Ma femme était déjà occupée à traire la vache et la chèvre, quand je vins l’embrasser ; après avoir déjeuné, elle attacha sur le dos de la vache et de l’âne les harnais qu’elle avait fabriqués la veille, et les enfants partirent chercher, au bord de la mer, les poutres et autres matériaux dont nous avions besoin pour nos constructions. Fritz monta avec moi sur l’arbre, où nous avions à prendre nos mesures, à couper les branches inutiles, à arranger au-dessus de nos têtes celles qui devaient nous servir de toit. Ce fut au moyen d’une poulie que je montai les planches que ma femme attachait en bas. Bientôt notre édifice commença à avoir une forme. Appuyé d’un côté au tronc énorme de l’arbre et aux branches inférieures, recouvert en haut par une toile à voile, il regardait par sa large ouverture la mer, dont nous sentions l’air frais venir jusqu’à nous.

Ces travaux nous prirent la moitié de la journée, et, quand midi arriva, nous nous contentâmes de faire lestement un léger déjeuner afin de nous remettre aussitôt à notre construction, à laquelle nous ajoutâmes tout autour une balustrade. L’édifice étant terminé, mon fils et moi descendîmes sous les racines, et le reste de nos planches fut employé à faire une table et un banc.

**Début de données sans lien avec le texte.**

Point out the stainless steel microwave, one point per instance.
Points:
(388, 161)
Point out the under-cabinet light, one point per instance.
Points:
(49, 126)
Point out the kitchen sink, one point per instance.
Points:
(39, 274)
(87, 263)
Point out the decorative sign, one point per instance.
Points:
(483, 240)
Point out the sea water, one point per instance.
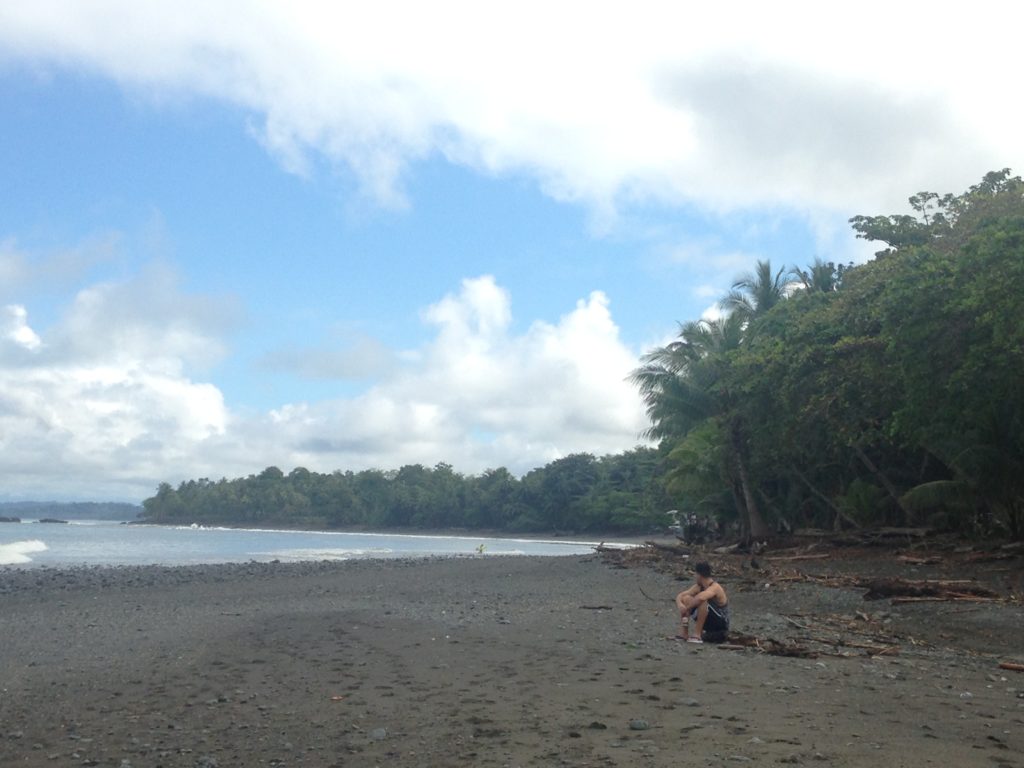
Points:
(104, 543)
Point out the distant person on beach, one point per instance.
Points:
(707, 605)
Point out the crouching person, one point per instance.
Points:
(704, 609)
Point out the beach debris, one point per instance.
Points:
(928, 590)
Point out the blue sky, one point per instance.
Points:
(305, 238)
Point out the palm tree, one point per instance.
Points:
(755, 293)
(679, 384)
(820, 275)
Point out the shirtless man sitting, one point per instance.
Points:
(706, 603)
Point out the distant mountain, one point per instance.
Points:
(71, 510)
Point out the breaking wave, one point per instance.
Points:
(16, 553)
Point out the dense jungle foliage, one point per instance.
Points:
(887, 393)
(890, 392)
(580, 493)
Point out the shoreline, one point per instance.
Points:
(467, 662)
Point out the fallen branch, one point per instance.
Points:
(947, 598)
(792, 558)
(900, 588)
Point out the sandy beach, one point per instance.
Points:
(477, 662)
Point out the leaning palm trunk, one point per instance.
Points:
(756, 523)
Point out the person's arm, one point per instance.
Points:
(708, 594)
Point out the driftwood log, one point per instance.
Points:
(934, 590)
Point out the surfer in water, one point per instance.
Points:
(707, 605)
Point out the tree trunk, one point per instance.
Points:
(840, 514)
(886, 483)
(758, 527)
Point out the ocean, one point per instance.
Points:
(103, 543)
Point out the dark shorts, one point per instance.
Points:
(718, 617)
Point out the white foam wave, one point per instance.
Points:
(16, 553)
(327, 554)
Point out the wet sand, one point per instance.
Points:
(482, 662)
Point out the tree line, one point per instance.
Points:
(576, 494)
(833, 396)
(886, 393)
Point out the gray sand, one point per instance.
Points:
(489, 662)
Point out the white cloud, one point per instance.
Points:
(101, 404)
(13, 323)
(724, 104)
(479, 396)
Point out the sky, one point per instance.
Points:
(297, 233)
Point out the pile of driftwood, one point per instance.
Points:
(813, 636)
(928, 590)
(840, 636)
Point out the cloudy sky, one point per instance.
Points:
(243, 233)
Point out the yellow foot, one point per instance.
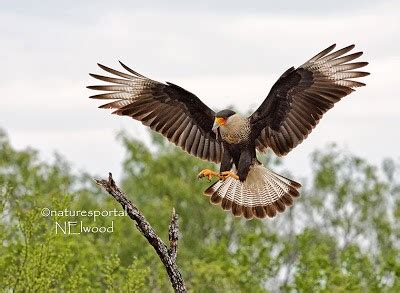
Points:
(207, 173)
(226, 174)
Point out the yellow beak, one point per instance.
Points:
(218, 122)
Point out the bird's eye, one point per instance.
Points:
(220, 121)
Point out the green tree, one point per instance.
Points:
(341, 235)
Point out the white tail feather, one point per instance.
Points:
(263, 193)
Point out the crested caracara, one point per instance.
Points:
(293, 107)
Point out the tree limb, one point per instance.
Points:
(167, 255)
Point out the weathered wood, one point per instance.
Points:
(166, 254)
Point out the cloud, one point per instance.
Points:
(228, 56)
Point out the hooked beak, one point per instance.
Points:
(218, 122)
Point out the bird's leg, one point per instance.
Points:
(208, 173)
(224, 175)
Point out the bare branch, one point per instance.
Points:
(173, 235)
(167, 255)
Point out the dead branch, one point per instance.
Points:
(166, 254)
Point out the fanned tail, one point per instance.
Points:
(263, 193)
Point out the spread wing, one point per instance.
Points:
(301, 96)
(166, 108)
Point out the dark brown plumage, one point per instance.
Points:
(293, 107)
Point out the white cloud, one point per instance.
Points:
(224, 58)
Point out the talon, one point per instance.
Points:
(207, 173)
(226, 174)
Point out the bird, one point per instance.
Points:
(291, 110)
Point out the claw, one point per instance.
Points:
(208, 173)
(226, 174)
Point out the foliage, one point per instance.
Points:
(342, 235)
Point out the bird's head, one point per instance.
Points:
(222, 118)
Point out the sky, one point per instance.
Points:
(228, 53)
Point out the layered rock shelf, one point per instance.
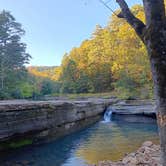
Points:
(134, 107)
(44, 120)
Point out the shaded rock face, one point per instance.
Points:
(135, 107)
(47, 120)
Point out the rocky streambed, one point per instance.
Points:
(28, 122)
(147, 155)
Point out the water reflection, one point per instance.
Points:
(102, 141)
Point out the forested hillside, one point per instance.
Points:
(113, 59)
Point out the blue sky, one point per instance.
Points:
(53, 27)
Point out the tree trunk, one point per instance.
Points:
(157, 54)
(153, 35)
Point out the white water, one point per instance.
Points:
(108, 115)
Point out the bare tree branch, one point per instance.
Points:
(137, 24)
(154, 11)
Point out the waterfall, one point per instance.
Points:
(108, 115)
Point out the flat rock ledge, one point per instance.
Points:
(147, 155)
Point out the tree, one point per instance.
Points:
(13, 54)
(153, 35)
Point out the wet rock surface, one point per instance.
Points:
(39, 119)
(147, 155)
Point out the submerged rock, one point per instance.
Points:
(147, 155)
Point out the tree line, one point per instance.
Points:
(112, 59)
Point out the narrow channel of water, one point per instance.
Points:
(101, 141)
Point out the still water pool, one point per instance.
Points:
(101, 141)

J’étais accablé de fatigue, la sueur couvrait mon front, et je ne pus m’empêcher de dire à ma femme : « J’ai fait vraiment aujourd’hui une besogne de galérien, aussi je veux me reposer demain.

ma femme. — Tu ne pouvais pas mieux choisir ton jour de repos : d’après mon calcul, je crois que demain doit être le second dimanche que nous passons ici depuis notre naufrage. Le premier s’est écoulé malheureusement sans que nous le remarquions, par suite de nos travaux excessifs ; tâchons qu’il n’en soit pas ainsi du second, qu’il faut consacrer au Seigneur.

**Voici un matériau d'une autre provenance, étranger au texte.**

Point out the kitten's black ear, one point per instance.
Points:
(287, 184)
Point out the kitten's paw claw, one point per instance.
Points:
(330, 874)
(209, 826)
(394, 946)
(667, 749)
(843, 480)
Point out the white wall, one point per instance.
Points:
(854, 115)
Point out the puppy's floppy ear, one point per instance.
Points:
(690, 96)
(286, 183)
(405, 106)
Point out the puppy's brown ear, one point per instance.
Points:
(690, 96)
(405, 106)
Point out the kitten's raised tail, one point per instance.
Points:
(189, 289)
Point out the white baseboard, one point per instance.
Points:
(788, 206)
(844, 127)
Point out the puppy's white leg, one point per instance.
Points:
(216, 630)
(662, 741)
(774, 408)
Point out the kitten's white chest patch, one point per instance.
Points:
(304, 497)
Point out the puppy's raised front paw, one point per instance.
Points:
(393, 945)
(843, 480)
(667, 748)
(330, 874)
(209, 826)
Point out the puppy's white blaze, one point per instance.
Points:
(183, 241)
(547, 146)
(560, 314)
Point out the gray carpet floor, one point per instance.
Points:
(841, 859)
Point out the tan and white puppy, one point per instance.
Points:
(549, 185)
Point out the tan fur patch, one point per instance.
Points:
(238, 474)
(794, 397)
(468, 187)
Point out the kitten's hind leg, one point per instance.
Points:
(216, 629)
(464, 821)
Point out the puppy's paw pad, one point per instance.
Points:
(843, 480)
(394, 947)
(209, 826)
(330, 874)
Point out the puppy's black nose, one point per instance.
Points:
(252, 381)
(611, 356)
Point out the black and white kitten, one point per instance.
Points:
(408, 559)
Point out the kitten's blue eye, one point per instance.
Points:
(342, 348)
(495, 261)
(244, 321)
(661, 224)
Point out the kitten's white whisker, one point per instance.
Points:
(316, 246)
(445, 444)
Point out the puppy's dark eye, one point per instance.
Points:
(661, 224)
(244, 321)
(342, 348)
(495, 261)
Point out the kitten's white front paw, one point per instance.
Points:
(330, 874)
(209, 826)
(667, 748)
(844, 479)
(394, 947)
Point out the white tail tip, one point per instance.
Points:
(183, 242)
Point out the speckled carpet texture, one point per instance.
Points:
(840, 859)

moi. — Je suis de ton avis. Dieu sait que la nécessité seule nous a empêchés de lui rendre les hommages qui lui sont si justement dus ; demain nous l’honorerons d’une manière spéciale ; mais laissons ignorer notre intention à cet égard à nos enfants, afin de leur ménager une agréable surprise. Maintenant, dis-moi donc ce que tu vas nous donner à manger pour étrenner la table neuve que j’ai fabriquée. J’ai grand appétit.

ma femme. — Appelle tes enfants. »

Mes fils ne tardèrent point à accourir et à prendre place autour de la nouvelle table, et leur mère tira d’un grand pot de terre une volaille qu’elle nous servit. Elle avait un aspect des plus agréables. Nous reconnûmes le flamant tué par Fritz la veille. Ernest avait donné le conseil de le faire bouillir plutôt que rôtir, parce qu’il était déjà un peu vieux.

Il nous sembla d’un goût délicieux ; nous n’en laissâmes point le moindre petit morceau.

Pendant que nous nous régalions ainsi, le flamant vivant, délivré de ses liens, vint gravement, en compagnie de nos poules, becqueter les miettes tombées de notre table. Il n’avait déjà plus l’air farouche. Le singe ne voulut pas manquer une si belle occasion : au lieu de marcher modestement à terre, il sauta de l’épaule de l’un à l’épaule de l’autre, recevant en passant quelque bribe ; puis arriva notre grosse laie, qui, cachée depuis deux jours dans les environs, était sans doute ramenée vers nous par la faim. Ma femme lui fit un accueil très-bienveillant, et, pour l’engager à revenir ainsi chaque soir, elle lui donna le reste du laitage que nous n’avions pas consommé dans la journée, et qui, faute d’instruments pour battre le beurre ou faire du fromage, n’aurait pas pu être conservé à l’air plus de quelques heures. Ceci me fit penser au besoin que nous avions d’une cave fraîche, et je promis à ma femme de lui en creuser bientôt une.

Le souper achevé, nous opérâmes notre ascension sur l’arbre, maintenant notre demeure ; je montai le dernier, retirant en arrière les échelons d’en bas, afin de couper toute communication entre nous et les hôtes sauvages. Nos fusils furent chargés, en cas d’attaque. Les chiens gardaient en bas le bétail ; des feux étaient allumés autour des racines. Un profond sommeil ne tarda pas à s’emparer de nous tous.